If you know anything of coffee there are many ways it is processed, and each processing produces a different cup. You can have a Wet Processed where the ripe beans are peeled while fresh. The opposite is Dry Processed where, you guessed it, the beans are allowed to dry and then peeled, giving the cup often a more complex flavor due to the longer pulp contact time. And then there is the whole myriad of in between techniques – washed, semi-washed, miel, tree dried, etc.

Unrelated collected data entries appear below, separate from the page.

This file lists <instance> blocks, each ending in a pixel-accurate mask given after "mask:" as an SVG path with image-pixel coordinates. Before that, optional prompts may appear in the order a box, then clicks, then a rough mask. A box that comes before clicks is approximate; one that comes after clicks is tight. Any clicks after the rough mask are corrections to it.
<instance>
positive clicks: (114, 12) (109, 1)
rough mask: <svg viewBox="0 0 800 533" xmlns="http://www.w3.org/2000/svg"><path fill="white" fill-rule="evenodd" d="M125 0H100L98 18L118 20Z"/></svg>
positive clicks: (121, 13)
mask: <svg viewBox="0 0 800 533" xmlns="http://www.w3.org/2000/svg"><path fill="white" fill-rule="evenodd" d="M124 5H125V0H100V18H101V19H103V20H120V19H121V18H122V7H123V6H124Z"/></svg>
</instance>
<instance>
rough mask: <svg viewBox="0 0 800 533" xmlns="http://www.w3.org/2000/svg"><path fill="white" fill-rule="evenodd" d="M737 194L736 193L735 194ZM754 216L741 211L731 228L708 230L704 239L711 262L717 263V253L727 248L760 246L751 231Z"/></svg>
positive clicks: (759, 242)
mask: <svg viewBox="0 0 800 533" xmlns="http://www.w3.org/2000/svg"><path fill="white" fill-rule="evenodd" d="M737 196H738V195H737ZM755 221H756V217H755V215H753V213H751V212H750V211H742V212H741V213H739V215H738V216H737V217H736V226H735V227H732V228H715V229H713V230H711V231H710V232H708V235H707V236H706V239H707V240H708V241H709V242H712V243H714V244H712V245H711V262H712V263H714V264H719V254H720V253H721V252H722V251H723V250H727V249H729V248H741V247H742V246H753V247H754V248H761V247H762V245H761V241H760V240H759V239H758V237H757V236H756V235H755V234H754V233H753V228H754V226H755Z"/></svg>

Up until now, I have seen nothing like this in cocoa. Sure, there are producers that are quite consistent, and have set protocol, but usually the primary variables are fermentation time and sometimes temperature. But this does not always give a great tasting cocoa. In particular, I have noticed this in much of the Nacional from Ecuador. The ASE and ASSS (different genetic strains basically) often have a lot of mucilage and often ‘too much’. The result can be beans that go sour, fermenty and musty. The main reasons and flavors why I don’t often carry beans from Ecuador. Well, someone else noticed this and decided to do something about it.
The preparation goes like this: pick the ripe pods (hey, what a concept there!), lay out the wet beans on a patio with bamboo underneath to drain the extra mucilage, lightly spray it with mucilage taken from another bean that ferments particularly well (they are keeping the exact detail under wraps – that’s cool), ferment in piles or wood boxes and then dry. The genetics of this plant are different that the Nacional which is the traditional ASE/ASS/ASSS beans – this one is CCN-51 which is more resistant to disease, has larger pods and beans, and a higher fat content. Usually these beans are for pressing into butter as the flavor can be a bit off due to the excess mucilage and its’ effect on fermentation but this farmer has solved this (at least in this batch) The farm is also just down the road from the creator of CCN-51, Don Homero (hence the name of this product). The appearance is just a touch more irregular than I would have expected given the attention everywhere else, but it’s mostly a note, not a problem.
The result is a bean that is nutty, malty, not the least bit sour or musty and just a real pleasure. There is a brightness here, but it is unlike any others I have tasted. Just a general ‘clean’ brightness. Not fruity Ocumare. Not sharp like Tabasco. Not in your face like Madagascar. Just clean. But this does not mean one dimensional. The malt, nut and touches of vanilla all meld to make a great combination. There is a nice foundation of chocolate, a touch earthy, but not dirty. So far, and I see no reason this would change, I have found this bean accepts a wide roasting curve. Light, medium or heavy, the flavor changes, but just does not go bad. Quite often this is the sign of a well prepared bean that doesn’t need the roast level to ‘hide’ shortcomings. And, well, this is certainly a pro-actively prepared bean.